Regione Lazio: tolti fondi per sanità, sociale e sport

Tagli per oltre 136 milioni per soddisfare quanto chiesto dalla Corte dei conti

È stata approvata dal Consiglio regionale, con 29 voti favorevoli e 11 contrari, la “manovra” con i tagli decisi dalla giunta Zingaretti per mettersi in regola con le contestazioni avanzate dalla Corte dei conti al bilancio 2020.

La proposta di legge n.311 del 20 settembre 2021 prevede tagli che toccano enti locali, imprese, lavoratori risorse per oltre 136 milioni di euro. Tra questi, ad esempio, il taglio del contributo di 500 mila euro introdotto per far fronte alla crisi di Alitalia e del suo indotto. Lo riporta ‘Il Tempo’, rilevando anche la riduzione dei fondi per il contrasto al caporalato, delle risorse per lo sport dilettantistico, di quelle per la realizzazione di tensostrutture polifunzionali per lo sport, per il sociale.

L’agricoltura, complessivamente, perde quasi 2 milioni, II comparto industria-turismo vede sfumare finanziamenti per oltre 10 milioni in settori rilevanti come l’aerospazio, la ricerca, il sistema fieristico.

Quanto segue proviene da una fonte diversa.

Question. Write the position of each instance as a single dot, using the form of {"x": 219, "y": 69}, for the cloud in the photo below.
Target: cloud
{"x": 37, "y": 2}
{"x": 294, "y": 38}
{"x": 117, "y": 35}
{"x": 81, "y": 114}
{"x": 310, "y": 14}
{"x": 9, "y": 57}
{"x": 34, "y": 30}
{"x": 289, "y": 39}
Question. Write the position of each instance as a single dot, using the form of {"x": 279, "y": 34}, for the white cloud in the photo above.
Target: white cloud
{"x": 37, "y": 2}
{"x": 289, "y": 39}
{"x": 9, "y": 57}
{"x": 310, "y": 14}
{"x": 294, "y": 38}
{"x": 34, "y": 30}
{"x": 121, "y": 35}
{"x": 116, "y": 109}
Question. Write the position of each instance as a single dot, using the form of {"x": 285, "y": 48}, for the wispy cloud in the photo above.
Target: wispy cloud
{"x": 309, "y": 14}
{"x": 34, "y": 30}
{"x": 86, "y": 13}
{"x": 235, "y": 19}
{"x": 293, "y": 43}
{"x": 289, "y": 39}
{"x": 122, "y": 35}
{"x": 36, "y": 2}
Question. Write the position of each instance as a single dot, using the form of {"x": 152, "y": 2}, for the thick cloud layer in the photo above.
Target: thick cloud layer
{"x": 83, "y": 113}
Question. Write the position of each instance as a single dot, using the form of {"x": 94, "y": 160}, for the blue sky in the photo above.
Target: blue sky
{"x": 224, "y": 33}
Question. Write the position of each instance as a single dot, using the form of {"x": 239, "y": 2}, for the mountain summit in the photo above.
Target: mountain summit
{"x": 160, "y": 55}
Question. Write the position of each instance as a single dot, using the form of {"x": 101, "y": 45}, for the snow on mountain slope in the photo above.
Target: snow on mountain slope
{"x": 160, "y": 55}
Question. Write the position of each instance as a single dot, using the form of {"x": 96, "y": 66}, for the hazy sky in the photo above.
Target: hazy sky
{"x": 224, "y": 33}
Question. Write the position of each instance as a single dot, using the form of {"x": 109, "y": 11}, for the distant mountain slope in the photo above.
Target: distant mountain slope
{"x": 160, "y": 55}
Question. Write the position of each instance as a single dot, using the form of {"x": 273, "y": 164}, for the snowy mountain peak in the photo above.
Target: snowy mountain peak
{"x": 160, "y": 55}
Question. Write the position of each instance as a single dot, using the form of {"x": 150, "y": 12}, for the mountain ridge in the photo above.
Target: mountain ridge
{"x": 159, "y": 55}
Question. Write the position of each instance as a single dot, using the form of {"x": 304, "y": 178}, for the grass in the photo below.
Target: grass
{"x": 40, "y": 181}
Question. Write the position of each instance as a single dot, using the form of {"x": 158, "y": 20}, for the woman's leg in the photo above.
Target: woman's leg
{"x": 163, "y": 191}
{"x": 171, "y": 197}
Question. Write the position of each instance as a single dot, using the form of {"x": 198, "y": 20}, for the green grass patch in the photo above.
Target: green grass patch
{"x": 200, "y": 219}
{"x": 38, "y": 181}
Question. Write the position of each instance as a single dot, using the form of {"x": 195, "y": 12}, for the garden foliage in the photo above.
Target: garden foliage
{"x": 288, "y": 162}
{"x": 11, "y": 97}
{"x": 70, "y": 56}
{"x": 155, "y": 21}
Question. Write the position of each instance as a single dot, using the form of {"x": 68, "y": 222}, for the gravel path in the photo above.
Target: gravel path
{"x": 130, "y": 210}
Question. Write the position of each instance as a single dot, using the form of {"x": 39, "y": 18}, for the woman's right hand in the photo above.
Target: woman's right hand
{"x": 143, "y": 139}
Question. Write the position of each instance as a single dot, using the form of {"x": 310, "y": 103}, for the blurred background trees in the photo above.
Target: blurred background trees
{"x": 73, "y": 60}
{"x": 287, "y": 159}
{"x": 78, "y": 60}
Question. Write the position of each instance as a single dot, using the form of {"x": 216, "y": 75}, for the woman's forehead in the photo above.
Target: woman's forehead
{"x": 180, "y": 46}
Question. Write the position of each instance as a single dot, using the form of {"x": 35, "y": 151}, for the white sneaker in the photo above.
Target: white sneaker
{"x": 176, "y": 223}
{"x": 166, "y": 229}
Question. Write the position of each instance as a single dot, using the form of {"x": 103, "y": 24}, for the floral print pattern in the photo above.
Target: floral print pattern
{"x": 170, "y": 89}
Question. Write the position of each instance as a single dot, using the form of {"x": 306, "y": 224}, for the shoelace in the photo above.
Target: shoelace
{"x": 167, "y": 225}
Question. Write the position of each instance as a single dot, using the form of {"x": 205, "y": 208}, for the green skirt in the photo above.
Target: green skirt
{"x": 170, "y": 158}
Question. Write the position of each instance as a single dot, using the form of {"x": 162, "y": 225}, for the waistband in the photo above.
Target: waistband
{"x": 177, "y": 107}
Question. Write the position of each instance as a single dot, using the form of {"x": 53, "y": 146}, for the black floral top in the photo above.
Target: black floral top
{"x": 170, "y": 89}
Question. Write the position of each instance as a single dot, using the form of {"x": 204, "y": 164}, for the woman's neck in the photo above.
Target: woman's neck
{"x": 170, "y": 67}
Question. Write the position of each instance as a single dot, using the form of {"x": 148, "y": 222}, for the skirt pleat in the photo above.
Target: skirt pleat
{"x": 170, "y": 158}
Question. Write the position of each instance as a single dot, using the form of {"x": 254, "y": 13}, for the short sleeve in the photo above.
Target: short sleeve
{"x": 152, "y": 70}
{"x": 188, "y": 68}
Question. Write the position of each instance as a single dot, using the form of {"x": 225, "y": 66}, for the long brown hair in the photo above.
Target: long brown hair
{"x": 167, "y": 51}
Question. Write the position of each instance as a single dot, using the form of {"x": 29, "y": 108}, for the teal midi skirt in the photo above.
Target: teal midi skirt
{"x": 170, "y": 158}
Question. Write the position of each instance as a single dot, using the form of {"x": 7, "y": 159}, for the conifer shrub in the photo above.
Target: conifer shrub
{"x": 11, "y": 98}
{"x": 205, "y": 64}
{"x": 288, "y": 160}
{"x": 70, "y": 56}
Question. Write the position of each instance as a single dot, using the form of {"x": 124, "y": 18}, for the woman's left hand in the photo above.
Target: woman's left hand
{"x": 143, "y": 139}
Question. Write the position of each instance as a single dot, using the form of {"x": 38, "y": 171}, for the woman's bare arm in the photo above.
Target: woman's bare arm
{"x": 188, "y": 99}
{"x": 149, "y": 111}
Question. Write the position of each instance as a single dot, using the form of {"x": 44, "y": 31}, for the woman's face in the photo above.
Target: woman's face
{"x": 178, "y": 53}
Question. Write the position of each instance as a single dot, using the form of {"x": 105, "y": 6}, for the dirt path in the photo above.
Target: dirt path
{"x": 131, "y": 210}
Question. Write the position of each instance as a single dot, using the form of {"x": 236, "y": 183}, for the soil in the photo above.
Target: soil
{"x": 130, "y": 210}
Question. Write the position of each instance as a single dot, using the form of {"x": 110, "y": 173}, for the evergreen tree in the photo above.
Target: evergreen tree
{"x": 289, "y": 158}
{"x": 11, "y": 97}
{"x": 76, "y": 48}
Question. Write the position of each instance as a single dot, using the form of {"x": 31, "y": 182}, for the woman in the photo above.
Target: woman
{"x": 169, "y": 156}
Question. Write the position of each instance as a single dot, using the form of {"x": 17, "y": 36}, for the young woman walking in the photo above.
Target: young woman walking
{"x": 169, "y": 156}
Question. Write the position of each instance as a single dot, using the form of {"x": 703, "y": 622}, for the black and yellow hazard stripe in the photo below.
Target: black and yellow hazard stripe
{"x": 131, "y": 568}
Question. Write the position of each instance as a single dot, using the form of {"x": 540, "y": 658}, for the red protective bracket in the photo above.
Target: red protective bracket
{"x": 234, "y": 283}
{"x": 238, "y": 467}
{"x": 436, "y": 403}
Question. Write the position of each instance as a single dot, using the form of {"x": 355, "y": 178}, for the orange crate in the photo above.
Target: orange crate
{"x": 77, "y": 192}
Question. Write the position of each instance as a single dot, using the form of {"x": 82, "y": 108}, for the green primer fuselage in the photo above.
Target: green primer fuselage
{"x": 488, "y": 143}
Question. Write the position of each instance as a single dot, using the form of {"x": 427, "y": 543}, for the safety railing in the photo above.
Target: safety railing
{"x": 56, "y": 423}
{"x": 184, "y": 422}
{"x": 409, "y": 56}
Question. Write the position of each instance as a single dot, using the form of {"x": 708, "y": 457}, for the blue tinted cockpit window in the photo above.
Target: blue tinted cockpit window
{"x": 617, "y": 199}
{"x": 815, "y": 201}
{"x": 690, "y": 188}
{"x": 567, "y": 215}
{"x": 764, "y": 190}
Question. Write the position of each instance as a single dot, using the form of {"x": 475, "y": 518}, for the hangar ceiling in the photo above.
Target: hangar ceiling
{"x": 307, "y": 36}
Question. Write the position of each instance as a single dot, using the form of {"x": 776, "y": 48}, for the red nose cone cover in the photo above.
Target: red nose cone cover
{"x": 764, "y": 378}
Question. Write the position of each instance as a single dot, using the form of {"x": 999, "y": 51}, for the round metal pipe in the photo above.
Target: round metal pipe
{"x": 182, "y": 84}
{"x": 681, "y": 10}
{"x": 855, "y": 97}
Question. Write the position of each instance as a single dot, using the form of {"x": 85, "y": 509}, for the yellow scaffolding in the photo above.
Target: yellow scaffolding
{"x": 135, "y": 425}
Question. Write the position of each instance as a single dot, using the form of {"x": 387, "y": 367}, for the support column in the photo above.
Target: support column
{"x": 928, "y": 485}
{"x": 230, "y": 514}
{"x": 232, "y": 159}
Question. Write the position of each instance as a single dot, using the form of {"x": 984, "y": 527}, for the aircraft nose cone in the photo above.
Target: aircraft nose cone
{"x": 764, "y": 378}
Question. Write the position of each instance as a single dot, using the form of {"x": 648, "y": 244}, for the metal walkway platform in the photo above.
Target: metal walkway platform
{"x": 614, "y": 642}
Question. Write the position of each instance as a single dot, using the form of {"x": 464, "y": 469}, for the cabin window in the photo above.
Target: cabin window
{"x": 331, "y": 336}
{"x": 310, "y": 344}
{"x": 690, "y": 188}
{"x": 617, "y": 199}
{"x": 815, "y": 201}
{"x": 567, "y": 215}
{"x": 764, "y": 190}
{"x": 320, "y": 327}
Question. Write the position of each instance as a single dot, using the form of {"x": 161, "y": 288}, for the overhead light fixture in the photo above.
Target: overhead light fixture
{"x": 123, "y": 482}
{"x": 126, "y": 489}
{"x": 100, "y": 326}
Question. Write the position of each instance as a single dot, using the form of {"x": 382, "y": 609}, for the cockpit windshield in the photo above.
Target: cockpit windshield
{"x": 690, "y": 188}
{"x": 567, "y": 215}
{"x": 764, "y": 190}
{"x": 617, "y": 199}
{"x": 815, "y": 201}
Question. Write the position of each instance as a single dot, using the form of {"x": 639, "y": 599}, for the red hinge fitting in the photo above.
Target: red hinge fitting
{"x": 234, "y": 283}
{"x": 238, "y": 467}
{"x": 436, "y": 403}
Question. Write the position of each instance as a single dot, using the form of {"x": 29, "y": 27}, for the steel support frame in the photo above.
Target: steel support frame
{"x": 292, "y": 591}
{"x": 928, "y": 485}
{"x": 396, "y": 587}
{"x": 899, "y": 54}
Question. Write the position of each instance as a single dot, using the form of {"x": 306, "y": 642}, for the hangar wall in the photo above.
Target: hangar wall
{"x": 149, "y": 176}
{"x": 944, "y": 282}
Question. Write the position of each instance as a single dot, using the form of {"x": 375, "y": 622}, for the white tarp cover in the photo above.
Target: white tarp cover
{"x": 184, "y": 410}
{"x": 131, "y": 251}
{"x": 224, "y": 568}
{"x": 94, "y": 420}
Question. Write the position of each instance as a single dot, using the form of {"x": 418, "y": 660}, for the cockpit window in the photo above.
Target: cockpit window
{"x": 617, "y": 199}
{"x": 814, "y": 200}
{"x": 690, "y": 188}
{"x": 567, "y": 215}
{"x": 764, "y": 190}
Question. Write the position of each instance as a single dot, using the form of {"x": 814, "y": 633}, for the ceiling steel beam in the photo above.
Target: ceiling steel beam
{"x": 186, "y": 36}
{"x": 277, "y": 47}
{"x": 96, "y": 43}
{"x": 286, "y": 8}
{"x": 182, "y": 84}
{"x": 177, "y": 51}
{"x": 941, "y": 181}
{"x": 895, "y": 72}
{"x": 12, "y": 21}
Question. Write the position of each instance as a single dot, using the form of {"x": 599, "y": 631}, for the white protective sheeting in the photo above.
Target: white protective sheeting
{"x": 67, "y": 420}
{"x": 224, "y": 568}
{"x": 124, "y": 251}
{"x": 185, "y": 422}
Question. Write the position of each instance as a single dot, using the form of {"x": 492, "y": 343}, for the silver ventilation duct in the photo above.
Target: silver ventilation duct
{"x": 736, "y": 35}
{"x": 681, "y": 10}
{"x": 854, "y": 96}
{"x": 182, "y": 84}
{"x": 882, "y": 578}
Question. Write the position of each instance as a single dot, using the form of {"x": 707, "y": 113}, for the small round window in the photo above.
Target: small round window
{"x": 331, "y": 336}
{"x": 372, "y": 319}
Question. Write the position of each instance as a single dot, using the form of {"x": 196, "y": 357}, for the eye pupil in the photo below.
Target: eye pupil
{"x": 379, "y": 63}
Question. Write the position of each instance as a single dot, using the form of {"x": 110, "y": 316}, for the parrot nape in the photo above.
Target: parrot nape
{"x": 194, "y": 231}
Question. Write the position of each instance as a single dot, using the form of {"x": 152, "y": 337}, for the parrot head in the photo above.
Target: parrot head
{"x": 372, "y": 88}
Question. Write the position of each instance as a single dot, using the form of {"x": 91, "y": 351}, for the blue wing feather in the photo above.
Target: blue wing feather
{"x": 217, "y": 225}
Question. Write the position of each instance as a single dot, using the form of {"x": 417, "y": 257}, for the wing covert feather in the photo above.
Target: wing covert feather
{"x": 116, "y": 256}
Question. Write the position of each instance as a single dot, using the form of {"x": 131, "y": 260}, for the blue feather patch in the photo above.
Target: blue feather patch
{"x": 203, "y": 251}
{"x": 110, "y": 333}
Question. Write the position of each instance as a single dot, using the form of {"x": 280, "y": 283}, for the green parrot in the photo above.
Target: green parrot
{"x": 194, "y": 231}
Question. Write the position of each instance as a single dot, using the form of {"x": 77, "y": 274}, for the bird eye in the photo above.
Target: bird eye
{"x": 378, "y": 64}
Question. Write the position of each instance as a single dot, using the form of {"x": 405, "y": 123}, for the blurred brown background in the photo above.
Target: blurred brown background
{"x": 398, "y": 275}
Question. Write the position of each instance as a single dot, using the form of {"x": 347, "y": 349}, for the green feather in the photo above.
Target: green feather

Anche il sociale e la sanità non vengono risparmiati, con l’eliminazione di alcuni fondi per il sostegno ai pazienti colpiti da malattie rare, per la disabilità e la riduzione delle barriere architettoniche,

La manovra vale complessiva mente oltre 136 milioni solo per il 2021, ai quali vanno aggiunte altre riduzioni di spesa per 41 milioni in ognuna delle annualità 2022 e 2023.1 soldi risparmiati attraverso i tagli andranno a confluire in parte nel fondo crediti di dubbia esigibilità e in parte nel fondo per il pagamento delle perdite potenziali, che secondo la sezione del Lazio della Corte dei conti erano stati costituiti dalla Regione nel bilancio 2020 senza adeguate coperture finanziarie.

Numerose le modifiche apportate dall’aula all’articolo 3. “Variazioni al bilancio di previsione 2021-2023 e altre disposizioni finanziarie”, che sono state quattro, tre ad opera della Giunta e una da parte di un emendamento a prima firma di Chiara Colosimo, anche lei di Fratelli d’Italia, come riformulato da Leodori in Aula. In questa riformulazione si mantiene l’intervento a favore dell’imprenditoria femminile, sul quale verteva l’originario emendamento di Colosimo, nonché altri interventi a favore di scuole e enti parco, ha detto Leodori all’Aula.

Respinti invece dall’Aula la maggior parte degli altri emendamenti proposti sull’articolo 3, allegato A, dai consiglieri di Fratelli d’Italia, con primi firmatari la stessa Chiara Colosimo o Fabrizio Ghera, anch’egli di Fratelli d’Italia, che tendevano a evitare i tagli decisi dal provvedimento a carico di vari capitoli di bilancio regionale, riguardanti svariati settori, dalla sanità allo sport, dai trasporti agli animali d’affezione.